Though you may not see the need to lug around extra equipment while photographing, a tripod comes in handy in a lot of different situations. Even if you think you have a steady hand, a tripod guarantees stability at every moment. If you’re not convinced, here are some common situations in which a tripod helps immensely:
- Night photography: Though this may be a given, photographing at night under low-light conditions requires a slow shutter speed. If shooting any slower than 1/60 of a second, the camera is prone to shaking and will result in blurry images. The use of a tripod will ensure that you can shoot at slower speeds (which allow for a lower ISO to reduce noise) and still get a beautiful in-focus shot. See the photograph below of the motion of stars? This would not be possible without a tripod, since the shutter typically has to be open for about 30-60 minutes.
- Capturing motion: When taking action shots, such as at a sports game, panning is necessary in order to capture the sense of motion. Placing your camera on a tripod allows for easy, fluid motion to make sure that you get the perfect shot. As you can see in the photograph below, effecting panning kept the subject in focus while blurring the background. Without the background blur, the viewer would not get the sense that the subject was in motion.
- Enhancing motion: Sometimes you may want to enhance the motion of a subject instead of freezing it in time. When photographing moving water, for instance, using a slower shutter speed produces a more dynamic photograph. This photograph of a waterfall captured at a slow shutter speed feels almost dreamlike due to the softness of the water.

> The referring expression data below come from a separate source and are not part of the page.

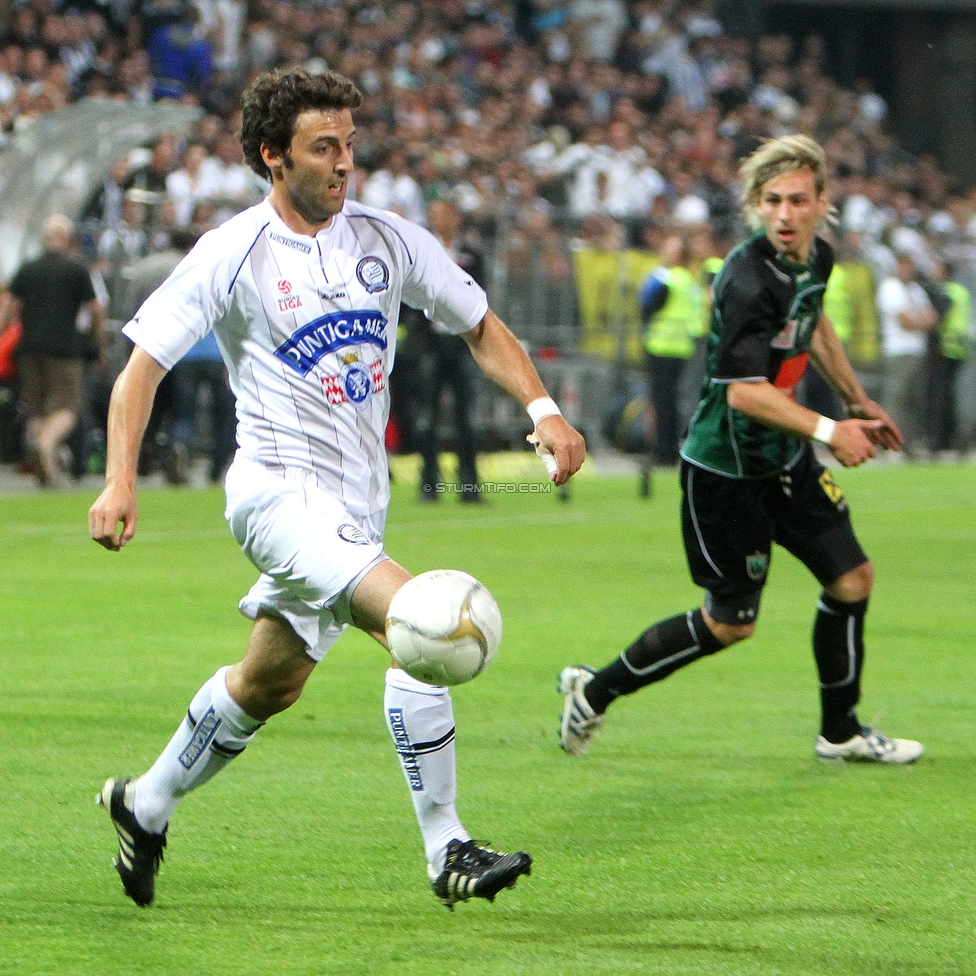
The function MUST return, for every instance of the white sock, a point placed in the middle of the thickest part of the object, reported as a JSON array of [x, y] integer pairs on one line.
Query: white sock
[[216, 730], [421, 721]]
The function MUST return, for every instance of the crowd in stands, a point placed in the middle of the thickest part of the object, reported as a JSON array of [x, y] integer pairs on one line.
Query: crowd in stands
[[553, 125]]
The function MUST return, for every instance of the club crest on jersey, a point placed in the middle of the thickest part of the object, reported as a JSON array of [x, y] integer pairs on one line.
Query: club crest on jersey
[[352, 533], [355, 384], [373, 274], [329, 333], [288, 302], [756, 565], [787, 337]]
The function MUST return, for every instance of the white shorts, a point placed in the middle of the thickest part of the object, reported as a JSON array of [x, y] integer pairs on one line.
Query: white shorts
[[310, 551]]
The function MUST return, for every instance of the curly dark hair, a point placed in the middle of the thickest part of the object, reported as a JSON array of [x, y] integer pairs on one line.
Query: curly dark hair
[[274, 100]]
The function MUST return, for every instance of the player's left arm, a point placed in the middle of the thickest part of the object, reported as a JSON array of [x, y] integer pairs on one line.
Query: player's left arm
[[502, 359], [830, 358]]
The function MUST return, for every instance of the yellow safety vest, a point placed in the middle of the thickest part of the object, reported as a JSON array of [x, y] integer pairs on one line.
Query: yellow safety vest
[[672, 331], [954, 328], [837, 303]]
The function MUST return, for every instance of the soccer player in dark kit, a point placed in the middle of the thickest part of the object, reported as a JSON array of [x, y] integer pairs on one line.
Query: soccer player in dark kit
[[749, 475]]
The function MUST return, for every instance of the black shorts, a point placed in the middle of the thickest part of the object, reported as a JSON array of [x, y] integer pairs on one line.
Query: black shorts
[[730, 524]]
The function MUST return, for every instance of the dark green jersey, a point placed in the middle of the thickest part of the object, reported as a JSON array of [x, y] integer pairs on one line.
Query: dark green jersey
[[763, 317]]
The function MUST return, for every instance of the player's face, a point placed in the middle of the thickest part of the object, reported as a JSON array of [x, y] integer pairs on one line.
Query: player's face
[[791, 210], [314, 173]]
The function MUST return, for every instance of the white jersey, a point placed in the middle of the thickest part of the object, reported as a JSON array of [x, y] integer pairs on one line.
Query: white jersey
[[307, 327]]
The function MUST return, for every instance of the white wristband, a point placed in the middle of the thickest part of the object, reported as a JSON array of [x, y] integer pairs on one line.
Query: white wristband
[[824, 430], [542, 407]]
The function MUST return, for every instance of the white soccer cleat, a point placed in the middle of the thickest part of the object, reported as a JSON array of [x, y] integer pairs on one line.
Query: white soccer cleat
[[870, 745], [578, 723]]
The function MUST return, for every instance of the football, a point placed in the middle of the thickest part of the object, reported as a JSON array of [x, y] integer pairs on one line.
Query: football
[[443, 627]]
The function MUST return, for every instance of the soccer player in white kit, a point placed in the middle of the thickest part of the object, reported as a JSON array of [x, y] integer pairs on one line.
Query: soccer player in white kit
[[302, 293]]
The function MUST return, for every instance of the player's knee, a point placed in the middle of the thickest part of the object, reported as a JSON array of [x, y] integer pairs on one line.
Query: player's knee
[[854, 585], [262, 693], [728, 634]]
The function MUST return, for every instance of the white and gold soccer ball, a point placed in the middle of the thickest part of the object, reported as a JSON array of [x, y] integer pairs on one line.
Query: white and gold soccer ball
[[443, 627]]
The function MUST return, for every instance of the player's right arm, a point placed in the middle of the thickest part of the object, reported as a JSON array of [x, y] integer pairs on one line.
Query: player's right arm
[[128, 415]]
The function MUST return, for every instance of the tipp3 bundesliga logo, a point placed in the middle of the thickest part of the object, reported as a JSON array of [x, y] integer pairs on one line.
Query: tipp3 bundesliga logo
[[330, 333]]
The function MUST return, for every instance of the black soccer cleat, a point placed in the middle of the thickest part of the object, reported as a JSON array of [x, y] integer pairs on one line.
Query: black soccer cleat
[[140, 852], [471, 871]]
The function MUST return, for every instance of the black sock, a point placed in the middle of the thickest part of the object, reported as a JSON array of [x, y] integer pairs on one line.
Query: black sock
[[838, 649], [659, 651]]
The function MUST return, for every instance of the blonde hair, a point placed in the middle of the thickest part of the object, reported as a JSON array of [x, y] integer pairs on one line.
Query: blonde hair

- Macro shots: When photographing something so small and so close, even the most miniscule of camera shakes will show up on your final image. Using a tripod will keep your camera steady and your subject sharp.
- Other situations:
– When taking nature shots where you don’t want to be seen by your subject (either for safety or to avoid scaring them away), you can place your camera on a tripod and use a remote shutter release to take photographs while you hide safely behind a bush or other object.
– When using a telephoto lens, the weight of the lens can increase camera shake. The long focal length magnifies any insignificant shake caused by you, the wind, or the mirror, and the maximum aperture is smaller than other lenses, causing a need for slower shutter speeds more often.
– If you want to shoot from a higher or lower angle than what is comfortable for you, setting up a tripod at the precise height will reduce your need to lie on the ground or find a step stool to get the perfect shot.
– If you want to make large prints of your photographs, using a tripod is necessary to ensure that your photograph is sharp and in focus. Prints made at larger sizes showcase defects much more than smaller prints.
– When shooting product photography or other still lifes, you can set up your camera and rearrange the subjects as you see fit without needing to remember exactly where the camera was placed every shot.
Though using a tripod may be unnecessary in situations such as children’s birthday parties or a casual hike in the woods, there are many situations in which your photographs will benefit from your camera having a stable surface. You may not need it all the time, but you’ll be happy to have it when the situation calls for it.